CSC 385. Bioinformatics. (3 h)

Introduction to computational approaches essential to modern biological inquiry. Approaches may include large biological dataset analyses, sequence similarity and motif searches, and analysis of high-throughput genomic technologies. Emphasizes interdisciplinary interaction and communication. Credit not allowed for both CSC 385 and BIO 385 or PHY 385. P-CSC 201 (and BIO 150, 150L, 160, and BIO 160L if taken as BIO 385) or prerequisite override required.

CSC 387. Computational Systems Biology. (3 h)

Introduction of concepts and development of skills for comprehension of systems biology problems, including both biological and computational aspects. Topics may include genome-wide transcriptomic analysis, protein interaction networks, large-scale proteomics experiments, and computational approaches for modeling, storing, and analyzing the resulting data sets. Emphasizes interdisciplinary interaction and communication. Credit not allowed for both CSC 387 and BIO 387. P-CSC 201 (also requires BIO 150, 150L, 160, and BIO 160L if taken as BIO 387) or prerequisite override required.

CSC 391. Selected Topics. (1-3 h)

Topics in computer science that are not studied in regular courses or which further examine topics covered in regular courses. May be repeated if topic changes. P - any 200-level CSC course and prerequisite override required.

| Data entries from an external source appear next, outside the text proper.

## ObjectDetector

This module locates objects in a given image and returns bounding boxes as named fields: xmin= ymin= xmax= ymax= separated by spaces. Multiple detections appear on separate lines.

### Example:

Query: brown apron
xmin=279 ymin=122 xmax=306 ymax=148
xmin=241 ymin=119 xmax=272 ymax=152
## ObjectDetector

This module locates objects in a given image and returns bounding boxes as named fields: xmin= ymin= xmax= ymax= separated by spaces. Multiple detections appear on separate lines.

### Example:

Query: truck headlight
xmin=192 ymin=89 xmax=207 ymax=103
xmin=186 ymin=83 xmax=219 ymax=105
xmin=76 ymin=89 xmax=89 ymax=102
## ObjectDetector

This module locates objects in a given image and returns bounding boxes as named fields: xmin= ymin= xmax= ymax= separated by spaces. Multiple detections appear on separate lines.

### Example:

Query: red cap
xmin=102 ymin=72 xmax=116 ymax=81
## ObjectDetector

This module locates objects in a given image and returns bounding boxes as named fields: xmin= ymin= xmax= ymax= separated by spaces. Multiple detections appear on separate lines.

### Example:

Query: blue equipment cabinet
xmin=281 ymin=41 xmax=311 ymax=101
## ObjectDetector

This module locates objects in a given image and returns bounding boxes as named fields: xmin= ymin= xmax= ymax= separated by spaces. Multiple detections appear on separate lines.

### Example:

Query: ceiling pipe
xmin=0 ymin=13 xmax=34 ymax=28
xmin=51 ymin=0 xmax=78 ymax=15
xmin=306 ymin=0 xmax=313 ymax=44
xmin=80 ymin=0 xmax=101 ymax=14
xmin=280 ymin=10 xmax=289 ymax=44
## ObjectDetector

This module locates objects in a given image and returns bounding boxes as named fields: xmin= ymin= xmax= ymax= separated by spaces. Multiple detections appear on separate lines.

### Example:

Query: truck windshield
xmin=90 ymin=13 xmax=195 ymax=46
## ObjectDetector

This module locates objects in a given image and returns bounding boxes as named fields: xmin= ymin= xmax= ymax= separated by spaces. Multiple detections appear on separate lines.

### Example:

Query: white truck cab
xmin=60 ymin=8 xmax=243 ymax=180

CSC 393. Individual Study. (1-3 h)

Independent study directed by a faculty advisor. By prearrangement. No more than three hours may be counted toward a computer science major or minor. Enrollment requires prearrangement with a computer science faculty member and departmental approval. May be repeated for credit. P-any 200-level CSC course and prerequisite override required.

CSC 399. Computer Science Mastery Exam. (0 h)

Evaluation of student mastery of core topics in the computer science discipline through standardized testing. Taken during the senior year. Pass/Fail.